Charting capital investment

The venture world is in carnage. Make no mistake about it, money is tight and cash is king. Many business owners and venture capital firms across the nation are still suffering under the sweltering heat that lingers from the dot-com implosion, stock market correction and swooning economy.

“The loss of private equity is enormous,” explains Mario Marino, chairman of the Washington, D.C.-based Venture Philanthropy Partners and the Morino Institute. “It’s not a good economic forecast out there.”

An outspoken technology insider and native Clevelander, Morino was a key player in the development of Washington, D.C., as a high tech region. In 1995, he sold his software firm, Legent, to Computer Associates for nearly $2 billion. Today, Morino has returned home to Northeast Ohio and promotes positive economic and social change through the power of the Internet.

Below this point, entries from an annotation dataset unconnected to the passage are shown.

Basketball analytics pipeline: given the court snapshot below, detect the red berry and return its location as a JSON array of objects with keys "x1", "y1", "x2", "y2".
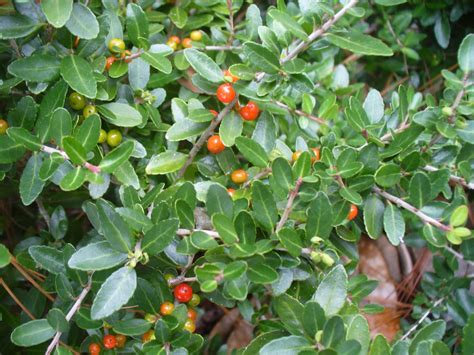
[
  {"x1": 102, "y1": 334, "x2": 117, "y2": 349},
  {"x1": 217, "y1": 83, "x2": 235, "y2": 104},
  {"x1": 207, "y1": 134, "x2": 225, "y2": 154},
  {"x1": 173, "y1": 284, "x2": 193, "y2": 302},
  {"x1": 240, "y1": 101, "x2": 260, "y2": 121},
  {"x1": 89, "y1": 343, "x2": 100, "y2": 355},
  {"x1": 347, "y1": 205, "x2": 359, "y2": 221}
]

Morino maintains that Cleveland’s financial landscape – as troubling as it appears – is better off than other regions, especially the two coasts. Despite the current problems of LTV and uncertainty about TRW’s local future, he believes most local capital sources are in good shape.

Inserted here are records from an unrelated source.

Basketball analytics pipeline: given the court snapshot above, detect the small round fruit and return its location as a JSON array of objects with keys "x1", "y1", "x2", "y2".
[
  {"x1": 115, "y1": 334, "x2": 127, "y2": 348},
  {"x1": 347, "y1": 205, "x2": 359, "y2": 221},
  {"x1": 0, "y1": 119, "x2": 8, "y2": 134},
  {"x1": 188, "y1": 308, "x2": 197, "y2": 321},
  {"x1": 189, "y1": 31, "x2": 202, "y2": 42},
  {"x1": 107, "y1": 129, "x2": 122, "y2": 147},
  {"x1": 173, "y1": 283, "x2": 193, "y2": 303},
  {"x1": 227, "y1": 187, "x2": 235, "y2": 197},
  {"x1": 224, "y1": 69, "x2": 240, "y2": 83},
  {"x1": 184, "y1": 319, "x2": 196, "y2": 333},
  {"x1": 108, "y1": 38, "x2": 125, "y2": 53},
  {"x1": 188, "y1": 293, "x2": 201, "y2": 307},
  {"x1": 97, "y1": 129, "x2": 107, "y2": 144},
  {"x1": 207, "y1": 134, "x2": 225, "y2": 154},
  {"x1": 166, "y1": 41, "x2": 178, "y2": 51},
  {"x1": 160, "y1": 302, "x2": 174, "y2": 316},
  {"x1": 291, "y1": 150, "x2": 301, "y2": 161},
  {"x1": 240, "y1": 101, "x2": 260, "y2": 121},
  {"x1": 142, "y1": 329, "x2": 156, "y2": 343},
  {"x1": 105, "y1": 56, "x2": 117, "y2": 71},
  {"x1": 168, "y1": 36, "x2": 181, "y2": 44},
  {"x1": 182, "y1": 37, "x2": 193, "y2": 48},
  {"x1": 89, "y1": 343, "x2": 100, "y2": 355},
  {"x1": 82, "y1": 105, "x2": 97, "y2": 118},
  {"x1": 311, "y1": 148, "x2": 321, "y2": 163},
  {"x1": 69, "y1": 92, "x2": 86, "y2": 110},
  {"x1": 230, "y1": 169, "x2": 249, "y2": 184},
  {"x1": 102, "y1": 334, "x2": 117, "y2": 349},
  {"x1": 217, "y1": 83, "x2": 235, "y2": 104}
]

“Midwest firms may actually be OK because they weren’t speculative,” he says, adding that the region’s overwhelming conservative nature probably spared many from financial ruin. Now, they are well positioned to invest in the next round of entrepreneurs who understand the basics of business and finance, and, most important, know how to make money.

Ironically, Morino says, what’s hurt the region in the past, “its remarkably low entrepreneurial spirit,” could suddenly work in its favor.

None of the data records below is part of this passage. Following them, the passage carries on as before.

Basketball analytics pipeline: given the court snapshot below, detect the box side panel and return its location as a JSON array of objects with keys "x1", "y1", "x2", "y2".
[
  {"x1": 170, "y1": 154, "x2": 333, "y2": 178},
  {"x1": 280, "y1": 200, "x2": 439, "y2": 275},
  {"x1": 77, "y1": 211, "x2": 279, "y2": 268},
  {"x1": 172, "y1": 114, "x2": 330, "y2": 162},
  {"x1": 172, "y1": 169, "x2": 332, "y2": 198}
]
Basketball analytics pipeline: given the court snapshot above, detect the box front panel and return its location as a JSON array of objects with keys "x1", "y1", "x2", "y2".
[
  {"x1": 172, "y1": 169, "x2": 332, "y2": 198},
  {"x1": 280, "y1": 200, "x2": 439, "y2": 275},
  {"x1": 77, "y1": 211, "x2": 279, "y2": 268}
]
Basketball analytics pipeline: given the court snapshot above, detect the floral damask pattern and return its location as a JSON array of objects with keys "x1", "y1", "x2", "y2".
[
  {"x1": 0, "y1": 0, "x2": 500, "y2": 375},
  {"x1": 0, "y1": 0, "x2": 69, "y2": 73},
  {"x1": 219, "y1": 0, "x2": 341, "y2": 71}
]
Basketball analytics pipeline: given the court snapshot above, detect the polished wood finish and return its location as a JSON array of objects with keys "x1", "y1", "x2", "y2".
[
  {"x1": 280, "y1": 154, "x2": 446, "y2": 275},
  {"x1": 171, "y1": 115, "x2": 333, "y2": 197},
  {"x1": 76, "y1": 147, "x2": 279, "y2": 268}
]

“The bar of creation is so high that we’ll see some of the best companies created during this next phase of business,” he says.

But it won’t be easy. There are numerous high hurdles that need to be leapt before any of this happens.

Morino points to three key factors that must be addressed – a spark of entrepreneurship and entrepreneurial culture in the region, strong leaders to affect and execute change, and significant capital investment to spur research and development and help get new companies off the ground.

“There are great assets here,” he explains. “But change comes from the periphery. The established system doesn’t see it. One of Cleveland’s biggest challenges is that you’re going to have to cut through the core. There are established businesses and families here, and there are enormous implications if you have the old guard blocking the path to change.”